Hannigan, a primary school teacher in Nenagh CBS, has noticed a swell in support and after soldiering since 2006 with Tipp, it's due reward for their efforts. An accomplished hurler - he subdued current Hurler of the Year TJ Reid in the 2005 All-Ireland Colleges final in St Flannan's last Dr Croke Cup success - Hannigan could easily have been involved with Michael Ryan's squad last Sunday had his career not taken a different direction.

His father Joe, who narrowly missed out on a Dáil seat when running as an Independent in this year's general election, comes from hurling stock and it was expected that George would focus on the small ball. "But one day he comes back to the club and he says 'Jaysus Daddy, I'm going to under 16 trials for Tipperary football' and I said to him 'what are going to that for?'," Joe said in 2014.

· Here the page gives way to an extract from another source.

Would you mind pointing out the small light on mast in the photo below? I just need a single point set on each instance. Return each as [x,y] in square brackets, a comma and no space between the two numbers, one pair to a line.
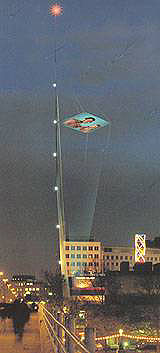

"But I brought him on and there was a lad up the road from us at it and he said he'd bring George home, so on I went. George came home and said 'I'm on the team'. The following year he's on the team again and playing with St Flannan's.

"Then he comes home and says that he has met the minor manager, Peter Creedon, and he wants him to commit to Tipperary football so I asked 'what about the hurling?' and he said he'd try to do both. Shortly afterwards he came home to announce that Creedon had made him captain."

Despite hailing from North Tipp, which is the weakest footballing area in the county, Joe has followed his son's love of the big ball and become immersed in football. He's been chairman of Tipperary's football board for the past four years and describes Tipp's "hidden football tradition" with four All-Ireland titles, pointing out how those embers just needed to be rekindled.

A training weekend in the blistering May heat of Cratloe in Clare, which players and management remember as more like the Costa del Sol, stoked the Tipperary fire and they now bid to succeed where other surprise semi-finalists like Fermanagh (2004) and Wexford (2008) couldn't and book a decider date with either Dublin or Kerry.

In their way is a Mayo side which they haven't locked horns with at any level coming up through the ranks, but with six successive appearances in the penultimate round, and having watched them up close and personal, the flame-haired Hannigan knows exactly what's facing them after "Mayo took Tyrone on at their own game and had the better skill-set to win out in the end".

For Tipp, this is another step in the right direction, another milestone reached, and after taking All-Ireland minor honours in 2011 and reaching the under 21 All-Ireland decider in 2015, a Munster senior crown is firmly on their radar.

"Definitely. Something has got to give eventually," Hannigan says. "We have so many guys who are good footballers. We have so many teams coming up and are regularly beating Cork and Kerry in underage competitions so there is no reason why we can't win a Munster Championship.

"Getting to a Munster final this year means you are seeded for a semi-final next year which is another big advantage. All these things help. It isn't just going to happen. It's going to need hard work and to perform on the big day but I have no doubt we will win a Munster final."

But for now another big day concerns them as a glorious opportunity stares them in the face. And after watching from afar for long enough, Tipp will savour today's challenge and hope to get the job done with their usual flair.